That’s according to the California Association of Realtors’ October home sales and price report, which puts the median price for a single-family home in the state at $513,520, up 7.3 percent on an annual basis. Bay Area home price growth outpaced California and other major metro areas of the state, with the median sales price across the nine-county region rising to $810,390, a 10.7 percent gain from October 2015. Big-ticket home prices, along with low inventory, are causing some homebuyers in the state to leave coastal job centers for central areas.

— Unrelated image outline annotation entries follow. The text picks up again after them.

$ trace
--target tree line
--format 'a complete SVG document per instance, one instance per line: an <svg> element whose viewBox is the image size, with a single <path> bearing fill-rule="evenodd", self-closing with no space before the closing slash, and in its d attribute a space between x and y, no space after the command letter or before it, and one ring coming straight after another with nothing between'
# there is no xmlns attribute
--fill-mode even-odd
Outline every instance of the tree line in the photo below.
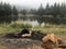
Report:
<svg viewBox="0 0 66 49"><path fill-rule="evenodd" d="M23 15L25 14L37 15L42 19L42 21L48 22L48 23L66 24L66 4L65 3L62 3L62 4L54 3L53 5L50 5L47 3L45 8L41 4L37 10L31 9L29 12L26 10L22 10L21 13Z"/></svg>
<svg viewBox="0 0 66 49"><path fill-rule="evenodd" d="M18 19L18 10L15 5L11 7L9 3L0 3L0 23L12 22Z"/></svg>
<svg viewBox="0 0 66 49"><path fill-rule="evenodd" d="M65 3L54 3L53 5L50 5L48 3L44 8L42 4L38 9L31 9L31 10L19 10L15 8L15 5L10 5L9 3L2 3L0 2L0 23L3 22L12 22L18 20L18 14L21 13L23 15L26 14L33 14L37 15L45 20L45 22L54 22L54 23L65 23L66 21L66 4ZM46 16L44 16L46 15ZM50 15L50 16L48 16Z"/></svg>
<svg viewBox="0 0 66 49"><path fill-rule="evenodd" d="M66 17L66 4L65 3L54 3L53 5L50 5L48 3L44 8L42 4L40 8L31 9L30 11L22 10L20 11L22 14L35 14L35 15L53 15L53 17Z"/></svg>

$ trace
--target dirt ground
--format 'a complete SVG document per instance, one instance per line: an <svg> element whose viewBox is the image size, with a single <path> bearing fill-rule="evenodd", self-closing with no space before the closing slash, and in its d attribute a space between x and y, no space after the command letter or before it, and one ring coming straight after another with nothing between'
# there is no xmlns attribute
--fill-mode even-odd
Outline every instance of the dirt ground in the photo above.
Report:
<svg viewBox="0 0 66 49"><path fill-rule="evenodd" d="M66 36L58 36L66 44ZM0 49L44 49L42 48L42 41L32 40L28 38L1 38L0 36Z"/></svg>

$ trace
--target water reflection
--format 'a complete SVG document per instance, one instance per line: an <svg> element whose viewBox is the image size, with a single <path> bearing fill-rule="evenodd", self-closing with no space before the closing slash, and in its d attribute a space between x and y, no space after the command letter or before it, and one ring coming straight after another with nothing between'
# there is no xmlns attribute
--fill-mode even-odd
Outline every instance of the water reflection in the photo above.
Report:
<svg viewBox="0 0 66 49"><path fill-rule="evenodd" d="M18 21L23 21L25 23L31 24L32 26L43 26L44 20L43 17L37 16L21 16Z"/></svg>

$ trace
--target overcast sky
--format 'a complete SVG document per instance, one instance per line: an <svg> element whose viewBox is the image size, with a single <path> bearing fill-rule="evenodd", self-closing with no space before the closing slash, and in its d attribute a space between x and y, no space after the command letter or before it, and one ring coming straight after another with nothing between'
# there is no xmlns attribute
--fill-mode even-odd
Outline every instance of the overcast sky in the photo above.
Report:
<svg viewBox="0 0 66 49"><path fill-rule="evenodd" d="M23 5L23 7L31 7L31 8L38 8L42 3L43 7L46 5L46 3L54 4L66 2L66 0L0 0L0 2L9 2L10 4L15 5Z"/></svg>

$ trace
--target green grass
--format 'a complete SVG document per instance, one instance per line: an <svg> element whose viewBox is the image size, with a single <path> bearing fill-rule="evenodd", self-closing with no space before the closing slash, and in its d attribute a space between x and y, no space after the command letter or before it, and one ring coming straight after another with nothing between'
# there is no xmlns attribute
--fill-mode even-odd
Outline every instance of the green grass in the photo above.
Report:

“With prices continuing to increase amid a low supply of homes for sale on the market, especially in the San Francisco Bay Area and coastal regions, home buyers are migrating toward lower-priced homes in more affordable inland areas,” CAR President Geoff McIntosh said in a statement accompanying the report. “As a result, home prices at the lower end of the market have risen significantly in the past year, challenging an already depressed homeownership rate.”

Sales volume across the nine-county Bay Area was nearly flat from October 2015, falling by 0.3 percent compared with 8 percent growth statewide. Amador County — east of Sacramento and with a median sales price of less than $300,000 — posted California’s biggest yearly sales-volume gain, at 60 percent. Napa County saw the second largest annual sales spike in the state, with volume rising by 49.3 percent.

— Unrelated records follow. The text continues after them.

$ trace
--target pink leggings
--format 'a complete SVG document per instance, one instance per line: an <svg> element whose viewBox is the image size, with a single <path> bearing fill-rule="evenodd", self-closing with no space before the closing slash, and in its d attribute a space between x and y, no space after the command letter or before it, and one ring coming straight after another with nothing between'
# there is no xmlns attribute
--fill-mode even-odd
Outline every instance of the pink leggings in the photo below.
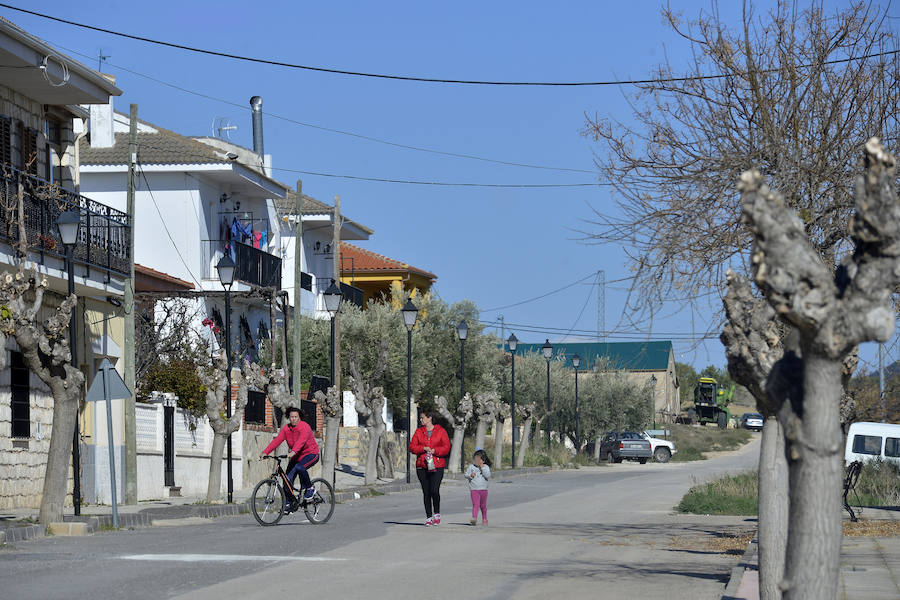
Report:
<svg viewBox="0 0 900 600"><path fill-rule="evenodd" d="M481 507L481 518L487 519L487 490L469 490L472 494L472 518L478 517L478 507Z"/></svg>

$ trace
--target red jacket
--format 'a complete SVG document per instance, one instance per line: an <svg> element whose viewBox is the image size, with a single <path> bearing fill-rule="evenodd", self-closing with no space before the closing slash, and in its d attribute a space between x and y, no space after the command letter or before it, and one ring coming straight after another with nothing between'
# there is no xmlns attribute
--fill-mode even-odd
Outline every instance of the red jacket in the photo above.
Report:
<svg viewBox="0 0 900 600"><path fill-rule="evenodd" d="M316 438L313 437L312 429L303 421L297 423L296 427L291 427L290 423L282 427L275 439L269 442L269 445L263 450L263 454L268 454L283 441L287 441L288 448L297 454L298 460L308 454L319 453L319 445L316 443Z"/></svg>
<svg viewBox="0 0 900 600"><path fill-rule="evenodd" d="M425 446L434 448L434 466L442 469L447 466L446 458L450 456L450 437L440 425L431 430L429 439L425 427L419 427L409 441L409 451L416 455L416 468L425 468Z"/></svg>

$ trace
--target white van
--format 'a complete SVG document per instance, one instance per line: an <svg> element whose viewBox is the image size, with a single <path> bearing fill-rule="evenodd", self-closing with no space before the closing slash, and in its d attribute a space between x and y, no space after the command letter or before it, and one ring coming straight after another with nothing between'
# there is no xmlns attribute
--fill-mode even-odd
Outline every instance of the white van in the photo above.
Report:
<svg viewBox="0 0 900 600"><path fill-rule="evenodd" d="M844 461L866 462L875 458L900 461L900 425L894 423L851 423L847 433Z"/></svg>

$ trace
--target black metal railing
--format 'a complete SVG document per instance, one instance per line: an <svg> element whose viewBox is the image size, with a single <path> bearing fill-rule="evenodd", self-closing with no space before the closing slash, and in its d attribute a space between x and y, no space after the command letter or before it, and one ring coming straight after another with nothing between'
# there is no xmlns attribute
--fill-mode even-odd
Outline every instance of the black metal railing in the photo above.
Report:
<svg viewBox="0 0 900 600"><path fill-rule="evenodd" d="M0 165L0 239L11 245L19 241L20 184L28 249L40 254L41 263L45 256L65 257L56 219L74 210L81 215L75 262L120 275L129 273L131 226L127 214L6 164Z"/></svg>
<svg viewBox="0 0 900 600"><path fill-rule="evenodd" d="M234 250L234 278L260 287L274 287L281 289L281 259L277 256L263 252L248 244L241 242L228 242ZM203 278L218 279L216 265L225 253L223 240L203 240L202 249L204 260Z"/></svg>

Napa was also the only Bay Area county where home prices dropped on both a yearly and monthly basis, ending October at $618,250. Across the rest of the region, annual home price gains ranged from 2.1 percent in Marin County to 14.6 percent in Solano County. As in September Marin, San Francisco, San Mateo, and Santa Clara were the only California counties where the median sales price exceeded $1 million. San Francisco is the state’s priciest county, with homes fetching $1,407,500 for an average of $865 per square foot.

The Bay Area’s challenging inventory conditions were barely changed from last fall, with the months’ supply of inventory (MSI) ending October at 2.3. Alameda and Santa Clara counties have California’s most pronounced housing constraints, both with a 2.0-month supply, followed by San Francisco and San Mateo counties at 2.1. CAR Vice President and Chief Economist Leslie Appleton-Young doesn’t foresee the state’s housing supply improving any time soon, as active listings dropped 6 percent year over year.

“A shortage of new listings remains a threat to home sales in the short run, and with available inventory below normal levels, the dearth of listings suggests that the market will remain tight over the near term,” she said.